Les associations luttant contre l’homophobie sont très claires: depuis que la tension s’est exacerbée autour du mariage pour tous, les appels et témoignages reçus sont plus nombreux. Jérôme Martin, militant d’Act Up à Paris, est catégorique: «Il y a de plus en plus de menaces sur les militants et l’association elle-même. Depuis l’ouverture du débat, les injures sont libérées en matière de haine et d’homophobie».
Elisabeth Ronzier, présidente de SOS Homophobie, affirme que les témoignages reçus rapportant des actes d’homophobie «ont augmenté de 30% en 2012 et sur le début 2013, nous en avons trois fois plus qu’au début de l’année 2012.» Pour répondre à cette demande, l’association forme plus de bénévoles pour être sur le tchat, répondre aux courriels et à la ligne d’écoute. De nombreux «homosexuels sont très inquiets de la tournure que prend le débat», assure-t-elle. «On avait anticipé un débat vif et passionné, mais on ne pensait pas qu’on tomberait dans une telle radicalisation. Or, plus on en parle, plus ça libère les paroles».
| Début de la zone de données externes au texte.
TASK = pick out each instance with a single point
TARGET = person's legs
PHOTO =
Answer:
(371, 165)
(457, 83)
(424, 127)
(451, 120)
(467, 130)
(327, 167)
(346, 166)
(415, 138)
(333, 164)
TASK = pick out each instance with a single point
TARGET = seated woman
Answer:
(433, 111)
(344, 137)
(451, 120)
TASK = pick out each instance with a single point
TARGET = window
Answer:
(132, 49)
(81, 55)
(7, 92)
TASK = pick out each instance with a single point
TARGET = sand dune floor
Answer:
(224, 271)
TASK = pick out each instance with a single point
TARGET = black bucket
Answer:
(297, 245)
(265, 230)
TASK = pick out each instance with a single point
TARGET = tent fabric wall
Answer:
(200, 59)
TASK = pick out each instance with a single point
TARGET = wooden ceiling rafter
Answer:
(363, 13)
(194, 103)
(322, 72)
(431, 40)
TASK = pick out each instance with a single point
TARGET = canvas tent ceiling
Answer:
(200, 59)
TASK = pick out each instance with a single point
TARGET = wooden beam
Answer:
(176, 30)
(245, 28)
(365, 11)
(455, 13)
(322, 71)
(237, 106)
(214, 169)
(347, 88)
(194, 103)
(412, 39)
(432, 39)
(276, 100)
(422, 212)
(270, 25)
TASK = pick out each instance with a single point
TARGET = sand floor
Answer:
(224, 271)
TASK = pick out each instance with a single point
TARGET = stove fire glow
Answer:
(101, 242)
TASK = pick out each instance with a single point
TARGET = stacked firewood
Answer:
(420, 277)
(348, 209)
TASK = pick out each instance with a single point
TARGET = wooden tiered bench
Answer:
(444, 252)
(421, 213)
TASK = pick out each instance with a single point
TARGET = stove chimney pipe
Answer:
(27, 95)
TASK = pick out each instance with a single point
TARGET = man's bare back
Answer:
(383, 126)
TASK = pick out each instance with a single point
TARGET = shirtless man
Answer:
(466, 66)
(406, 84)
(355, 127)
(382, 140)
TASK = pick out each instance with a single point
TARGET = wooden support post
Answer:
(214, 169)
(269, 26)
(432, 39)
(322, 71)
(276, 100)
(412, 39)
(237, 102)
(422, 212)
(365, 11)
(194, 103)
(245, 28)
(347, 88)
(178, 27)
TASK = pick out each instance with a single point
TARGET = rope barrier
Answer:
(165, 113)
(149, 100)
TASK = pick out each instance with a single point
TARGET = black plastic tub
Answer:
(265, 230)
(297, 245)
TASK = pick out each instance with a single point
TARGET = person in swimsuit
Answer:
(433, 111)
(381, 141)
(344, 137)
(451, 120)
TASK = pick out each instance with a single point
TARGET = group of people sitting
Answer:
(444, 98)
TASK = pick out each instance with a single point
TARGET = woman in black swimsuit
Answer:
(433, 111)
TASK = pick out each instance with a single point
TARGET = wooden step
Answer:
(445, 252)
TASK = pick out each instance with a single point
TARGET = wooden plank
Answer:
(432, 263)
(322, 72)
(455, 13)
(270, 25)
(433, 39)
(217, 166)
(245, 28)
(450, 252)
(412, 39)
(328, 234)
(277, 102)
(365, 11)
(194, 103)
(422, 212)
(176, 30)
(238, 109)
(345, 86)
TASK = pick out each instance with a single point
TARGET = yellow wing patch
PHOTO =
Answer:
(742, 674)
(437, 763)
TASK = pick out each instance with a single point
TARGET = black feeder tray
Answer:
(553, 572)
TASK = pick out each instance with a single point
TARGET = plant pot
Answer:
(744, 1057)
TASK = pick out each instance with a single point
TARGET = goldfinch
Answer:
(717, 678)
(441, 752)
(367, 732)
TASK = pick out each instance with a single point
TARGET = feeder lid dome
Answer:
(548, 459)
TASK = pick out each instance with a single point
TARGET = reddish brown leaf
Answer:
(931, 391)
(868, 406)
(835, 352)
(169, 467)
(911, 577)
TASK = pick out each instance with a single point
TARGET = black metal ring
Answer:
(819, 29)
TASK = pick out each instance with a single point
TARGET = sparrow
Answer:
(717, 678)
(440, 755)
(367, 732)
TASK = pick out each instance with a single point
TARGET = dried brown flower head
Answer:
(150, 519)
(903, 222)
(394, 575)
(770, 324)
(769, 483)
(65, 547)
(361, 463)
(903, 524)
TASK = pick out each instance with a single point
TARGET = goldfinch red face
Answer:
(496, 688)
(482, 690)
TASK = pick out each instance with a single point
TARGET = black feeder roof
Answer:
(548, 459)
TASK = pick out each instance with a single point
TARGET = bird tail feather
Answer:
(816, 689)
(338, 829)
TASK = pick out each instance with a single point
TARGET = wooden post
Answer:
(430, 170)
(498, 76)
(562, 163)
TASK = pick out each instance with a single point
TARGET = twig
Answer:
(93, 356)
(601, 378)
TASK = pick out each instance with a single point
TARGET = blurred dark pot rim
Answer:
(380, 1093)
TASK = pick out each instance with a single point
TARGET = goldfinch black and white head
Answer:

Véronique, bénévole à l’association Le Refuge, qui aide les jeunes homosexuels, explique recevoir «de plus en plus de témoignages de jeunes, qui découvrent avec le débat, que leurs parents sont homophobes.» En temps normal, l’association reçoit entre 100 et 150 appels par mois, contre 400 à 450 depuis le mois de décembre.
«Je fais profil bas»
Benjamin, étudiant à Caen, confie: «Je n’aurais pas fait mon coming out aujourd’hui. Ce qui me fait le plus peur, c’est la violence véhiculée par le débat. Je suis presque soulagé d’être célibataire en ce moment, car si j’avais un copain, j’hésiterais à lui tenir la main dans la rue!» Mais il ne sent pas plus d’agressivité autour de lui, à l’instar d’Elodie, 27 ans, qui vit à Paris: «Quand je me balade avec ma copine, il y a forcément une réflexion ou un regard si on s’affiche, mais ce n’est pas nouveau. Par contre, je prends des précautions: on évite de se tenir par la main, mais on se tient par le bras, comme des amies. Je me suis déjà fait suivre et insulter. C’est très violent de se faire agresser par un inconnu juste à cause de son orientation sexuelle. Il faut se remettre du choc, c’est pourquoi je fais profil bas».
«Je ne vais pas arrêter de tenir la main de mon copain dans la rue»
Dans le quartier du Marais jeudi soir, l’un des repères parisiens de la communauté homosexuelle, l’ambiance est sereine. Certains sont néanmoins lassés de la tournure du débat, qualifié de «triste» et de «pathétique». Le terme «violence» revient régulièrement dans les discussions. «Je serre bien mes lacets avant de sortir, au cas où je devrais courir. Mais je n’ai pas envie de m’empêcher de faire des choses, il faut juste être vigilant», explique Amaury, 25 ans, pour qui ce débat «donne envie de militer». Marco, 30 ans, refuse de se soumettre à la «peur»: «Je ne vais pas arrêter de tenir la main de mon copain dans la rue», tranche-t-il. Fabien, 38 ans, estime que «même si la loi passe, l’avenir est terni. J’ai envie de me marier, mais j’attendrais que le climat se détende. Ça doit être le plus beau jour de ma vie». Les dernières agressions homosexuelles n’effraient pas ici. Comme en témoigne Christophe, 41 ans: «Je sors davantage pour montrer que je suis présent et que je n’ai pas peur». Stéphane, 37 ans, est lui «plus méfiant» mais assure «avoir du répondant». «Je me suis déjà pris un poing dans la figure alors que j’embrassais mon copain. Si je vois un mec se faire agresser, j’irai toute de suite l’aider».